The silence surrounding him is broken by small clicking sounds of a young boy sitting opposite Jack and he lifts his head and looks at the cause of the annoying rattle. Superman in one hand and Batman in the other, the young boy brings them together and Superman hits Batman, then Batman strikes back in ravage and Superman tumbles. The creative story of heroes being played out in the toddler's mind, free from care, free from poisonous emotions that eventually, later on in this innocent boy's life, he is sure to experience, such as the angst that's consuming Jack currently. The toddler looks up at the pretty woman sitting next to him, presumably his mother, (the only thing that Jack decides determines the difference from possibly being his older sister are the crow's feet printed on the outer corners of her eyes and the sad dark circles underneath, a solid indication of tired mum eyes) with a huge smile on his face, lifting Superman up closer to her face for appraisal. She peers from behind the Good Housekeeping magazine she was buried in and smiles back tiredly at him before returning to her page. She peeks over the top of the magazine at Jack curiously for a second, long enough for Jack to lock his crystal blue eyes with her mysterious brown ones, before hiding herself behind her cleaning tips of the week. She has luscious long locks of dyed dirty blonde hair, strands of her natural brown creeping their way out from her scalp. Thin body, but not too thin, petite enough to fit Jack's fancy. No ring on her left hand displayed clearly in Jack's view. Dressed in washed out blue jeans and a white crop top that showed off a sun kissed midriff and a faint definition of abs. The type of woman, who on any other normal day, Jack would probably have made a pass at, but even the sleazebag inside him decided now is not the appropriate time.  

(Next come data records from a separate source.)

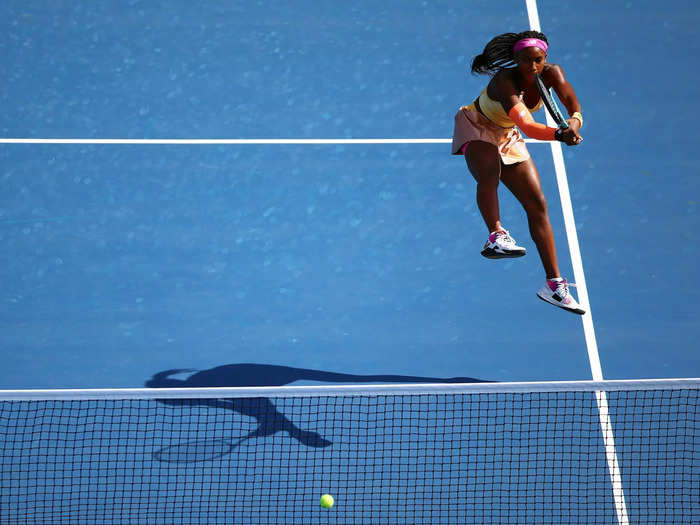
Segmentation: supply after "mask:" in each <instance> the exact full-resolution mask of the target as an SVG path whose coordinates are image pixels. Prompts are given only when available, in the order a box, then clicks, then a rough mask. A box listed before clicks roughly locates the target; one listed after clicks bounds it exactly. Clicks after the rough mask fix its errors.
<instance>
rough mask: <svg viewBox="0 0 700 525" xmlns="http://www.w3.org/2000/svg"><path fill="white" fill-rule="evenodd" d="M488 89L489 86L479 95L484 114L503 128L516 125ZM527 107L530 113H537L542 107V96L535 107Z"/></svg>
mask: <svg viewBox="0 0 700 525" xmlns="http://www.w3.org/2000/svg"><path fill="white" fill-rule="evenodd" d="M486 89H487V88H484V90H483V91H482V92H481V95H479V107H480V108H481V112H482V113H483V114H484V116H485V117H486V118H488V119H489V120H490V121H491V122H493V123H494V124H497V125H499V126H501V127H502V128H512V127H513V126H515V122H513V121H512V120H511V119H510V117H509V116H508V115H507V114H506V110H505V109H503V105H502V104H501V103H500V102H497V101H495V100H492V99H491V98H490V97H489V96H488V94H487V93H486ZM521 99H522V95H521ZM527 109H528V111H529V112H530V113H535V112H536V111H539V110H540V109H542V98H540V101H539V102H538V103H537V105H536V106H535V107H534V108H527Z"/></svg>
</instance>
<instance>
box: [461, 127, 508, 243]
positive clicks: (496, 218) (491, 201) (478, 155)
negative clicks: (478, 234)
mask: <svg viewBox="0 0 700 525" xmlns="http://www.w3.org/2000/svg"><path fill="white" fill-rule="evenodd" d="M464 157H465V158H466V160H467V166H468V167H469V171H470V172H471V174H472V176H473V177H474V179H475V180H476V203H477V204H478V206H479V211H480V212H481V216H482V217H483V218H484V222H485V223H486V227H487V228H488V230H489V233H491V232H494V231H496V230H501V229H502V226H501V217H500V209H499V206H498V183H499V180H500V178H501V156H500V155H499V153H498V148H497V147H496V146H494V145H493V144H489V143H488V142H481V141H478V140H475V141H472V142H470V143H469V145H468V146H467V151H466V152H465V154H464Z"/></svg>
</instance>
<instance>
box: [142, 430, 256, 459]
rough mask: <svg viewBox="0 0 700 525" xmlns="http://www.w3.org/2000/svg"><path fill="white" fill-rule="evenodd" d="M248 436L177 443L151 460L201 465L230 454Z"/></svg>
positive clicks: (157, 451)
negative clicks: (192, 463) (204, 462)
mask: <svg viewBox="0 0 700 525" xmlns="http://www.w3.org/2000/svg"><path fill="white" fill-rule="evenodd" d="M247 439H249V438H248V436H246V437H243V438H240V439H238V440H232V441H227V440H225V439H200V440H195V441H186V442H184V443H177V444H175V445H170V446H168V447H163V448H162V449H160V450H158V451H156V452H154V453H153V458H154V459H155V460H157V461H162V462H165V463H201V462H203V461H213V460H215V459H219V458H222V457H224V456H227V455H229V454H231V453H232V452H233V451H234V449H235V448H236V447H238V446H239V445H240V444H241V443H243V442H244V441H246V440H247Z"/></svg>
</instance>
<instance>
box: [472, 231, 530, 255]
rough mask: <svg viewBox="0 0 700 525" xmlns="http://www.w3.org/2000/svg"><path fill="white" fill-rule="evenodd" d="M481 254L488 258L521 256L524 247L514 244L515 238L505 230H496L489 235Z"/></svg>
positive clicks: (523, 253)
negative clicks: (510, 234)
mask: <svg viewBox="0 0 700 525" xmlns="http://www.w3.org/2000/svg"><path fill="white" fill-rule="evenodd" d="M481 255H483V256H484V257H487V258H489V259H503V258H504V257H522V256H523V255H525V248H523V247H522V246H518V245H517V244H515V239H513V237H511V236H510V233H508V232H507V231H506V230H498V231H495V232H493V233H492V234H491V235H489V238H488V240H487V241H486V244H485V245H484V249H483V250H481Z"/></svg>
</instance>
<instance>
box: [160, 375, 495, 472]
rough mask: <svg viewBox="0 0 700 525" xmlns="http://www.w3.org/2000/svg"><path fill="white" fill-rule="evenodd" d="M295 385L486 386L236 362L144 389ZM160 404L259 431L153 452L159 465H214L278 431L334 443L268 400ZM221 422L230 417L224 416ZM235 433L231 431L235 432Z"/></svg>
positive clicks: (218, 438)
mask: <svg viewBox="0 0 700 525" xmlns="http://www.w3.org/2000/svg"><path fill="white" fill-rule="evenodd" d="M192 372H194V373H193V374H192V375H190V376H189V377H188V378H187V379H184V380H183V379H176V378H173V377H172V376H173V375H175V374H182V373H192ZM299 380H306V381H320V382H326V383H374V382H387V383H391V382H402V383H423V382H437V383H473V382H486V381H484V380H480V379H474V378H471V377H452V378H433V377H416V376H401V375H374V374H372V375H352V374H343V373H337V372H327V371H322V370H311V369H302V368H292V367H286V366H277V365H260V364H251V363H235V364H231V365H222V366H218V367H215V368H212V369H208V370H200V371H197V370H189V369H170V370H164V371H162V372H158V373H156V374H154V375H153V377H151V378H150V379H149V380H148V381H146V386H147V387H150V388H168V387H195V388H205V387H219V386H273V385H280V386H281V385H286V384H290V383H293V382H295V381H299ZM158 401H159V402H160V403H162V404H165V405H170V406H173V407H185V406H186V407H209V408H211V409H215V410H219V411H221V410H225V411H227V412H229V413H230V414H238V415H242V416H246V417H249V418H252V420H253V422H254V424H257V428H255V429H254V430H252V431H250V432H249V433H248V434H246V435H243V436H241V435H240V433H239V435H237V436H236V435H232V436H231V437H230V438H224V439H222V438H215V439H201V440H187V441H183V442H181V443H175V444H173V445H169V446H167V447H163V448H161V449H160V450H158V451H156V452H154V453H153V457H154V459H156V460H157V461H162V462H168V463H199V462H203V461H210V460H215V459H218V458H222V457H224V456H226V455H229V454H232V453H235V451H236V449H237V448H238V447H240V446H241V445H242V444H244V443H245V442H246V441H248V440H251V439H258V438H265V437H268V436H272V435H274V434H277V433H279V432H285V433H287V434H288V435H289V437H291V438H292V439H294V440H296V441H297V442H298V443H299V444H300V445H303V446H306V447H310V448H326V447H330V446H332V445H333V443H332V442H331V441H329V440H327V439H326V438H324V437H323V436H321V435H320V434H318V433H317V432H314V431H312V430H305V429H302V428H299V427H298V426H297V425H296V424H295V423H294V422H292V421H290V420H289V419H288V418H287V416H285V415H284V414H283V413H282V412H280V411H279V410H278V409H277V407H276V406H275V404H274V403H273V402H272V401H271V400H270V399H268V398H265V397H255V398H234V399H159V400H158ZM223 417H230V416H229V415H228V414H227V415H225V416H223ZM234 433H235V431H234Z"/></svg>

The near empty waiting room in the hospital holds another grieving soul. An elderly man in the far corner of the brightly lit room flicks through an old newspaper that he had picked from the messy stack on the square wooden table next to him. A look of impatience on his face while he restlessly shakes his left foot hanging over his right. A head full of ashy grey hair, which seems lucky for someone so frail looking, no signs of reseeding, nor thinning. Jack looks at him, wondering what he's waiting for, or who. What possible tragedy he could have experienced the same evening as Jack had experienced his. Surely not the same experience anyway. Jack further scans the room and looks over at the reception to his left, a feeble old woman behind the counter, tip-tapping away at the keyboard to her computer. She had judged him the moment he rushed Charlotte in, cradling her in his bloody arms, just like everyone else had. The couple of nurses walking around the front, attending to their own business had exchanged some judgmental looks and the two men leaving through the same doors had given Jack confused and criticizing glances as Jack cried for help until someone rushed to his aid. Not the woman and son though, she had kept hidden behind the barrier of pages and the boy was oblivious to everything apart from his superheroes battle.